With regards to specific concerns around aging with T1D, a perceived loss of control was marked as the prominent concern for our T1D participants when envisioning the course of their future. With the increased availability of diabetes technology, self-management (which is often described or alluded to as “control” by the healthcare establishment) is key for PWT1D [38]. Diabetes tools and general management practices have increasingly allowed for PWT1D to achieve better clinical outcomes with diabetes. From being able to self-administer insulin dosages through their preferred tools, and to capture blood glucose data through the tools of their choosing, people with Type 1 diabetes are concerned with losing this ability to control and have autonomy over their choices in their daily care and management. Aging poses further unpredictable physical, cognitive, and psychological challenges to people’s sense of control, disrupting what they have built over time through daily habits and practices.

One of our youngest participants, a 30-year-old woman, described her relationship with Type 1 diabetes as an interaction with the “dual brain.” A second “dual brain” helps her manage her diabetes, and she worries that over time that she may lose the sense of control that this second brain has provided her. With loss of control, people may turn to external assistance and labor from friends or loved ones that may be trained to replicate this dual brain. However, the mere idea of handing their “dual brain” to an external source, such as a caretaker or even a physician, presents worry that these external sources, despite their textbook knowledge and empathy, will not have the time or capacity [39] to properly replicate the personalized system that they’ve trained to perform for years, especially in real-time. Additionally, when faced with an acute illness or situation such as an ER visit or hospitalization, planned or unplanned, there are additional scenarios where healthcare providers or the system set up by the healthcare system may seek to take control and management of diabetes from the patient, even if they are still equipped and fully able to self-manage daily diabetes tasks. This is a key source of friction between PWT1D and the healthcare system on an ongoing basis.

Our sample pool of participants (n = 27 PWT1D across all steps of this research) all had varying perspectives and backgrounds in their experiences and perceptions with Type 1 diabetes and aging. Despite these differences, they were all anchored by their shared concern of losing control over their daily management routines and routes of care as they age over time. Based on our participants’ main commonalities and differences, we were able to synthesize our participant sample into two general yet distinct personas. The design research method of creating personas provides this study with fictional representations of our sample pool of participants, all who come from different walks of life yet share distinct characteristics and needs. Our two personas are distinguished primarily by their comfortability with and access to advanced technologies, as well as their capacities to plan for aging.

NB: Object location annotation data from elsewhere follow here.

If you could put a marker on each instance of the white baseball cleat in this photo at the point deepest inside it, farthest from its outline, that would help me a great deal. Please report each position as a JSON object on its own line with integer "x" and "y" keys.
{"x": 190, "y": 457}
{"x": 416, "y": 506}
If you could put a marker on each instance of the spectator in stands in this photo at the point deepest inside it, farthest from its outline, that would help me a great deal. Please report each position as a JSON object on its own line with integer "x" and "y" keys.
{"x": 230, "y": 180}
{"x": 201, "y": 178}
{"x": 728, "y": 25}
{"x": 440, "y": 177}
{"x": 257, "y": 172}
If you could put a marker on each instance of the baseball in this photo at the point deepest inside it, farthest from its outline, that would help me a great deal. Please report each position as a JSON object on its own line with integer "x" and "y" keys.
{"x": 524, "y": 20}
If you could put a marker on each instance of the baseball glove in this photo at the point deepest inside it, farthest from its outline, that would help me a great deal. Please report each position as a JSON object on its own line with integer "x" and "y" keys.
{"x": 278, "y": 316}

In comparison to Avery, Sam presents a vastly different set of challenges. Understanding a section of our demographic that has more experience with new technologies provides us with a valuable perspective on the true effectiveness of technological tools in shaping quality of life in several aspects, not just in the physiological sense. Many of our self-proclaimed tech-savvy participants rely heavily on do-it-yourself (DIY) versions of highly personalized open source automated insulin delivery systems [40]. These systems leverage existing insulin pumps and continuous glucose monitors (CGM) alongside an open source algorithm to adjust insulin delivery [41]. With the rise of DIY diabetes tools such as automated insulin delivery systems, we see more clearly the limitations of current commercialized tools [42] and the initiative many PWD have had to take [43] in order to meet their own specific needs. Through these DIY tools, we see a greater level of initiative and engagement by PWD than many healthcare providers typically expect. Part of the PWT1D community who have recognized that they are progressing into aging have created new social media groups to provide support for those who need it and know to seek it out.

However, despite their advances, this niche community has found challenges in communicating the power of their diabetes tools (DIY automated insulin delivery systems or even traditional standalone insulin pumps and CGMs) to healthcare providers and educators—in part due to the traditional structures of the healthcare system. Historically, new tools are developed by companies and rolled out with training to healthcare providers. More recently, advances in technology have made it possible for PWT1D to directly choose and adopt technologies before HCPs have gained their own experiences with them. Many HCPs, especially those who are not as knowledgeable and up to date in Type 1 diabetes, would have a learning curve[44] in order to establish validation in their patient’s self-reported needs relative to the technologies they heavily trust and depend on. This may prevent patients from feeling open and transparent about negotiating their comprehensive needs and expectations in their care, which may also cause tension in the overall HCP-PWT1D interaction.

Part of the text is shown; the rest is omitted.